X.- EL APÓSTOL PEDRO Y EL PAPADO.
CONTINUACION
Ningún
razonamiento puede anular la evidencia leí hecho siguiente: fuera de Roma no
hay más que Iglesias nacionales (como la Iglesia armenia, la griega), Iglesias
de Estado (como la Iglesia rusa, la anglicana), o sectas fundadas por
particulares (como los luteranos, calvinistas, irvingianos, etc.). Sólo la
Iglesia católica románfi no es ni Iglesia nacional, ni Iglesia de Estado, ni
secta fundada por un hombre. Es la única Iglesia del mundo que conserva y
afirma el principio de la unidad social universal contra el egoísmo de los
individuos y el particularismo de las naciones; es la única que conserva y
afirma la libertad del poder espiritual contra el absolutismo del Estado; es, en
una palabra, la única contra la cual no han prevalecido las puertas del
infierno.
«Por sus
frutos los conoceréis.» En el dominio de la sociedad religiosa, el fruto del
catolicismo (para los que han permanecido siendo católicos) es la unidad y la
libertad de la Iglesia. El fruto del protestantismo oriental y occidental para
los que a él se han adherido es la división y la servidumbre; sobre todo la
división para los occidentales, la servidumbre para los orientales. Se puede
pensar y decir lo que se quiera de la Iglesia romana y del papado; nosotros mismos
estamos muy lejos de ver o de buscar en ellos la perfección lograda, el ideal
realizado. Sabemos que la piedra de la Iglesia no es la Iglesia, que el
fundamento no es el edificio, que el camino no es el término.
Todo
lo que decimos es que el papado es el único poder eclesiástico internacional e
independiente, la única base real y permanente para la acción universal de la
Iglesia. Este es un hecho incontestable y él basta para hacer reconocer en el
Papa al único depositario de los poderes y privilegios que San Pedro recibió de
Cristo. Y puesto que se trata de la monarquía eclesiástica universal que debía
transubstanciar la monarquía universal política sin suprimirla por completo, ¿no
es natural que la sede exterior de ambas monarquías correspondientes haya
seguido siendo la misma? Si, como hemos dicho, la dinastía de Julio César debía
ser reemplazada, en cierto sentido, por la dinastía de Simón Pedro —-el cesarismo
por el papado—, ¿no debía éste radicarse en el centro real del imperio
universal?
El
traslado a Roma del soberano poder eclesiástico fundado por Cristo en la
persona de San Pedro, es un hecho patente atestiguado por la tradición de la Iglesia
y justificado por la lógica de las cosas. En cuanto a saber cómo y en qué
formas fue transmitido al obispo de Roma el poder de Pedro, es un problema de
historia que, por falta de documentos, no puede ser resuelto científicamente.

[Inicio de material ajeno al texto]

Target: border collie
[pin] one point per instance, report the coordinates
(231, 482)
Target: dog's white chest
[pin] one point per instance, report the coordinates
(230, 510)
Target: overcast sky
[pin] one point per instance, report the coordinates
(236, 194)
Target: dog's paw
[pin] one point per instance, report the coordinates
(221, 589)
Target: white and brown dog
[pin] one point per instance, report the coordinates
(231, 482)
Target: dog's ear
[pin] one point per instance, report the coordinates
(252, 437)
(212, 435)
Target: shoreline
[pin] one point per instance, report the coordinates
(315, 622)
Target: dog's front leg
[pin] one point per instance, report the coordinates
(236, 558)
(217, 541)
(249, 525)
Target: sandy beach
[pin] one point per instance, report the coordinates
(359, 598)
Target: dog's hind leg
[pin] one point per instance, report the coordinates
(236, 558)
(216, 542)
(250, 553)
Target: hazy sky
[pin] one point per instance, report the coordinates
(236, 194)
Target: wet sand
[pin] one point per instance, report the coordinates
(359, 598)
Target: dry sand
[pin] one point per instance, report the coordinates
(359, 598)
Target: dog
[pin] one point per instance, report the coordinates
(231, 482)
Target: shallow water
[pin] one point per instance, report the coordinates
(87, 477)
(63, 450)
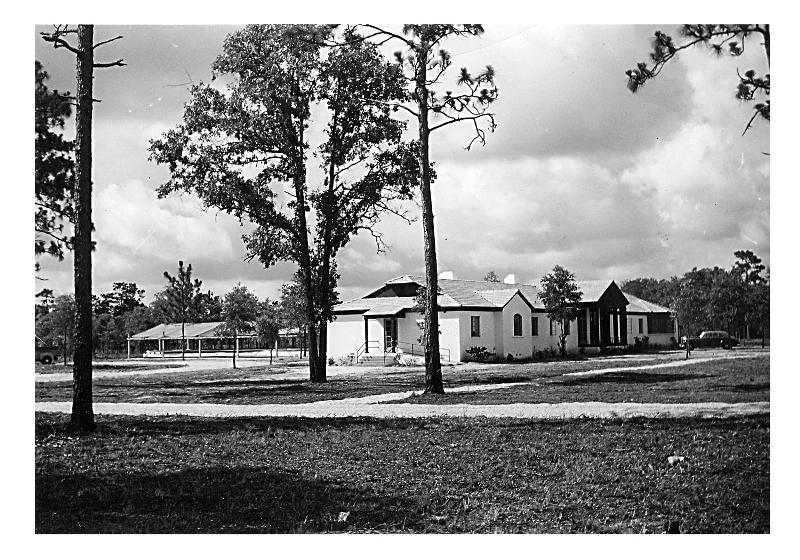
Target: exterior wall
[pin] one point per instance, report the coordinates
(408, 330)
(375, 333)
(450, 337)
(520, 347)
(345, 335)
(545, 340)
(487, 337)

Creemos con la tradición ortodoxa, consignada en nuestros libros litúrgicos, que
habiendo pasado San Pedro a Roma fijó en ella definitivamente su sede y que
antes de morir él mismo nombró su sucesor. Luego se ve a los Papas elegidos por
el pueblo cristiano de la ciudad de Roma, hasta que hubo quedado establecido el
modo actual de elección por el colegio cardenalicio. Tenemos, por otra parte,
desde el siglo n (los escritos de San Irineo), testimonios auténticos que
prueban que la Iglesia de Roma era ya considerada por todo el mundo cristiano
como centro de la unidad, y que el obispo de Roma gozaba permanentemente de
autoridad superior, aun cuando las formas en que esta autoridad se manifestara
debiesen variar necesariamente según los tiempos, para hacerse más determinadas
e imponentes a medida que la estructura social de la Iglesia se complicaba,
diferenciaba y desarrollada de más en más.
(De
hecho —habla un historiador crítico y racionalista—, en 196, los jefes elegidos
de las Iglesias intentaban constituir la unidad eclesiástica. Uno de ellos, el
jefe de la Iglesia de Roma, parecía atribuirse el papel de potestad ejecutiva
en el seno de la comunidad y arrogarse el oficio de soberano pontífice) (1).
Pero
no se trataba solamente del poder ejecutivo; el mismo escritor hace, algo más
adelante, la siguiente confesión: «Tertuliano y
Cipriano parecían saludar en la Iglesia de Roma a la Iglesia principal y, en
cierta medida, guardiana y reguladora de la fe y de las puras tradiciones»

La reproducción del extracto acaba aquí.